From January to October 2025, Mexican exports to the US totaled nearly USD 448 billion, the highest on record for that period. The surge reflects not only robust demand but also a growing alignment with USMCA rules of origin: 87.4% of Mexican exports to the US in October were certified under the agreement, up sharply from 47% in June. This compliance allows most Mexican goods to enter the US tariff-free, reinforcing Mexico’s competitiveness even as other countries face rising trade barriers.
Despite the imposition of new US tariffs under emergency economic powers and Section 232 of the Trade Expansion Act, Mexico has maintained preferential access to the US market.
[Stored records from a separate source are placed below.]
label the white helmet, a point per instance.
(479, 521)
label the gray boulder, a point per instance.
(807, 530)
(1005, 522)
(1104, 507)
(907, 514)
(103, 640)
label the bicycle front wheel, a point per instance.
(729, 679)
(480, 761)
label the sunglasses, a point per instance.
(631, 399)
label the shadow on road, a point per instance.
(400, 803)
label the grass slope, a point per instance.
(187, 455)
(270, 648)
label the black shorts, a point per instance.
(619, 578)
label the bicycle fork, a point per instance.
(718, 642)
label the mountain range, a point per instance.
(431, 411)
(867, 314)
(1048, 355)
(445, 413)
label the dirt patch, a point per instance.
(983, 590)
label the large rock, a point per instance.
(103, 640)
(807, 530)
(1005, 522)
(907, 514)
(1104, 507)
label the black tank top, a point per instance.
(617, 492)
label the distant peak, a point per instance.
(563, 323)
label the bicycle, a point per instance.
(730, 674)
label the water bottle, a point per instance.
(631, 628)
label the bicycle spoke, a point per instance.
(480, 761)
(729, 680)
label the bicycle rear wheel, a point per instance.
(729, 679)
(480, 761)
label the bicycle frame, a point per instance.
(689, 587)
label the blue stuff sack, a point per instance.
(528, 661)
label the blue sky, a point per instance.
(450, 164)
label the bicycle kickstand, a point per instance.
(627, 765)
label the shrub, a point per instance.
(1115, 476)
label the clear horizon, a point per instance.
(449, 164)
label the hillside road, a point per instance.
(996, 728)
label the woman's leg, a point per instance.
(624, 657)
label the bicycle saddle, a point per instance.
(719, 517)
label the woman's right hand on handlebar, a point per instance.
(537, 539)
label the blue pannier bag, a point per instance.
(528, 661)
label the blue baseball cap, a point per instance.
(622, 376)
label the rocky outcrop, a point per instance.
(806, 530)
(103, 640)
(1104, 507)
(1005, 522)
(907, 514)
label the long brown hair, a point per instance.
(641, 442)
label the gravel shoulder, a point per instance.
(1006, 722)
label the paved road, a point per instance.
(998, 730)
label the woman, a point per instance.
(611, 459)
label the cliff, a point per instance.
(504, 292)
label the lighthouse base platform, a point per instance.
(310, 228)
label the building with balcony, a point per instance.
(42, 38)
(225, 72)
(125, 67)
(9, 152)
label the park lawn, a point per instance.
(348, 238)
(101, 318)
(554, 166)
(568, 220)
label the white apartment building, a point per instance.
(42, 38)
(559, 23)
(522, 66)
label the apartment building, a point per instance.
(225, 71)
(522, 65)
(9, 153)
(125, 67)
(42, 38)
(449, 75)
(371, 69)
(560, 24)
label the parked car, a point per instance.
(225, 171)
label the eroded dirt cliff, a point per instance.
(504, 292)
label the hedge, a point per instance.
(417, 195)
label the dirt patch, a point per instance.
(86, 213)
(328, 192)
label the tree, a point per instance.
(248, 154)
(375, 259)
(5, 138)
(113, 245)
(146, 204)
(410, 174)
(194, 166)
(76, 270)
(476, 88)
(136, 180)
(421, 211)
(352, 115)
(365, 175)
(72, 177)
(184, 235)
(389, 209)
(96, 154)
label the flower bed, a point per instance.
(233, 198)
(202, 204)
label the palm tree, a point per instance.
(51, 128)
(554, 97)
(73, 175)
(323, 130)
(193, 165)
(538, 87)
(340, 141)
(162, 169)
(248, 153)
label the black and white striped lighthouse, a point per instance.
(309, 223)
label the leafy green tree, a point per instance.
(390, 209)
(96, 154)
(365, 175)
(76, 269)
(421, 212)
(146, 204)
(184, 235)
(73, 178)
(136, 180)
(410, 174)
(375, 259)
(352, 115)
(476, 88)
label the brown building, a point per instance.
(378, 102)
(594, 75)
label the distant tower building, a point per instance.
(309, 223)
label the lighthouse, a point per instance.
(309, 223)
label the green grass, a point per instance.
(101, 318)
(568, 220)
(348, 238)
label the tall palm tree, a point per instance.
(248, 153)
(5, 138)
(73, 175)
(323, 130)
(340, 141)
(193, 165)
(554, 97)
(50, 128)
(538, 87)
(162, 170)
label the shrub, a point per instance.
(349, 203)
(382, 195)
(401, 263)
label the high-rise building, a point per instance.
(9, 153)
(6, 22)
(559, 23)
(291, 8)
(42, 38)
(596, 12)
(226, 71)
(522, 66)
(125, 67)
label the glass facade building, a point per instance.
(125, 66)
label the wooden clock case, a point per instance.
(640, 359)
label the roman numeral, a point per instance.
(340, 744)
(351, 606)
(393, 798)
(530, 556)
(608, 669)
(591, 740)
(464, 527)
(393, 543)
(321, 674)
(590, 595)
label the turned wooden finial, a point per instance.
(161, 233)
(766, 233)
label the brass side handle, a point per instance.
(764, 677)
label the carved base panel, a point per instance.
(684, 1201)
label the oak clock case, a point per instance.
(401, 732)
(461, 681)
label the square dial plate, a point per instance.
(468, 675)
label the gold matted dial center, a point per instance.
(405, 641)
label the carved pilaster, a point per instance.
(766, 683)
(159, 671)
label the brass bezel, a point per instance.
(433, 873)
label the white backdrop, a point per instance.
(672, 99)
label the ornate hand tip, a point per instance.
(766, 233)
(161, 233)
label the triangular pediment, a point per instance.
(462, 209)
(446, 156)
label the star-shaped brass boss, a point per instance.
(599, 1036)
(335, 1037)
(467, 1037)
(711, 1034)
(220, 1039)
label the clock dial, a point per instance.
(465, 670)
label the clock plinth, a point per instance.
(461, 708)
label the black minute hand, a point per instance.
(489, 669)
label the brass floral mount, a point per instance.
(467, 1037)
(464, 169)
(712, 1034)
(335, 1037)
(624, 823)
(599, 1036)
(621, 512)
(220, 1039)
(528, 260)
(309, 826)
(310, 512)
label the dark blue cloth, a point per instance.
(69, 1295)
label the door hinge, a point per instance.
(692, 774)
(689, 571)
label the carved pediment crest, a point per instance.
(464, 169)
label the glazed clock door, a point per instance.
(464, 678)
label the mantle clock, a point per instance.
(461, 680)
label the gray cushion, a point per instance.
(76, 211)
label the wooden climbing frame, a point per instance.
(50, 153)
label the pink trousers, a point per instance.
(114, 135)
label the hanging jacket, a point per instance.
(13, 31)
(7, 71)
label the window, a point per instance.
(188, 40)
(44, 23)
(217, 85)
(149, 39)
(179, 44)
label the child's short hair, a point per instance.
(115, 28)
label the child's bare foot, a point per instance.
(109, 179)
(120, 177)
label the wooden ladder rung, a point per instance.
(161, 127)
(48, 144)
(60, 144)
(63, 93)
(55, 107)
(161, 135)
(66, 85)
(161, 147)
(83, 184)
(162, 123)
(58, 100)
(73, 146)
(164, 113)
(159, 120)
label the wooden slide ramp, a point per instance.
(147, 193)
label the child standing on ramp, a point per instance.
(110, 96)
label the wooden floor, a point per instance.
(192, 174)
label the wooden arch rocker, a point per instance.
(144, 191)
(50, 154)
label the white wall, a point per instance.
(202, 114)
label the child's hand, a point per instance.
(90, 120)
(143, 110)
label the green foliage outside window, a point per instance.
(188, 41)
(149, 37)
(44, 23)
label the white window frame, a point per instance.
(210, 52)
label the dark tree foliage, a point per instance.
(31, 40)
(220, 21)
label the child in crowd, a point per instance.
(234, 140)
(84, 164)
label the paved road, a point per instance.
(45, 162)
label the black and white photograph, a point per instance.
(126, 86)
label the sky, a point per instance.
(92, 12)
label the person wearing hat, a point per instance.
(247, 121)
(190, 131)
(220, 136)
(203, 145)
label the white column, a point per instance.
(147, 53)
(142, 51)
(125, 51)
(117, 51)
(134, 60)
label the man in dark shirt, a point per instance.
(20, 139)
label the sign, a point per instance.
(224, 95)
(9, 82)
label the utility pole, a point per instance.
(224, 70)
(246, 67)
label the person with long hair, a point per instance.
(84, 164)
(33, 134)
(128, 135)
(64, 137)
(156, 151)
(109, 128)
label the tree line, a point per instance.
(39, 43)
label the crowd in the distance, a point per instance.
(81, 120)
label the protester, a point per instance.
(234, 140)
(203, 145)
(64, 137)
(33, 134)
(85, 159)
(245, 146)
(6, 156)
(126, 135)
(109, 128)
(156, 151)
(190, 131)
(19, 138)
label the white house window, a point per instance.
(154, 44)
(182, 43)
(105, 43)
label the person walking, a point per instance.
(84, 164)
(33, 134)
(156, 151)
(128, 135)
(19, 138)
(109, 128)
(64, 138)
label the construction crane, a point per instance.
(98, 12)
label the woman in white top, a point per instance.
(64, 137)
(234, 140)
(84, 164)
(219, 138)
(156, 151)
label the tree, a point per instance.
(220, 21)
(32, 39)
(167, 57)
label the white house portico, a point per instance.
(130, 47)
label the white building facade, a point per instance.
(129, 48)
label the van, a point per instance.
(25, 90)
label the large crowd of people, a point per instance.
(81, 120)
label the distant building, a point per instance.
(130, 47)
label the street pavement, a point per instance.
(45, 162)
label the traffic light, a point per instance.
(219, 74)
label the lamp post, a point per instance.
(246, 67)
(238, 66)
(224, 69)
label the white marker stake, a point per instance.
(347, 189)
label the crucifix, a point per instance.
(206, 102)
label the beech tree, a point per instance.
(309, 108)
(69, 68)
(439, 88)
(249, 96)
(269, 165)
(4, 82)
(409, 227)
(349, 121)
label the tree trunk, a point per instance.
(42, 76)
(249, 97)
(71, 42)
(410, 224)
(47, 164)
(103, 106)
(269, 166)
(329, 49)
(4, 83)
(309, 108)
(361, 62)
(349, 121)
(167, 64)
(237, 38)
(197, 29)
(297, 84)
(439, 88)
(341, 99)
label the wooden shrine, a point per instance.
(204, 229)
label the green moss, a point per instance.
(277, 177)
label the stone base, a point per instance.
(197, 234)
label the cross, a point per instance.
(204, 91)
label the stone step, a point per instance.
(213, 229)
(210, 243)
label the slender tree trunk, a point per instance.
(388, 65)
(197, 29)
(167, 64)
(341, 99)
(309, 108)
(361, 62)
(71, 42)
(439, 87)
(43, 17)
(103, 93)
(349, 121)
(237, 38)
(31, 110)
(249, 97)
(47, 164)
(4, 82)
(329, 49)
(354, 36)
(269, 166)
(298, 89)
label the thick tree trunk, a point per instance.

The effective average tariff rate on Mexican exports remains low at 4.8%, one of the most favorable among major US trade partners. This resilience highlights how institutional frameworks like USMCA can buffer against unilateral protectionist measures—provided compliance thresholds are met.
USMCA compliance has become a cornerstone of Mexico’s export resilience amid rising global trade frictions.
The trade dynamic is not without risks. The upcoming July 2026 review of the USMCA introduces a layer of uncertainty. If the three countries do not agree to extend the agreement for another 16 years, it would remain in force only until 2036, after which it would be subject to annual reviews. Such a scenario could inject regulatory unpredictability into cross-border operations, potentially deterring long-term investment and complicating supply chain planning.
Analysts expect Mexico to retain preferential access under USMCA, but caution that the review could lead to a more restrictive framework aligned with evolving US priorities. A less balanced agreement could erode some of Mexico’s current advantages, particularly if new provisions tighten rules of origin or introduce sector-specific constraints. For now, however, Mexico’s compliance trajectory suggests it is well-positioned to defend its interests in the upcoming negotiations.
Mexico’s export momentum also reflects broader structural shifts in North American manufacturing. As firms seek to shorten supply chains and reduce exposure to geopolitical risk, Mexico’s proximity and trade integration make it a natural hub for nearshoring strategies. The rise in USMCA-certified exports indicates that companies are not only relocating production but also adapting their inputs and processes to meet regional content requirements—an encouraging sign for long-term industrial integration.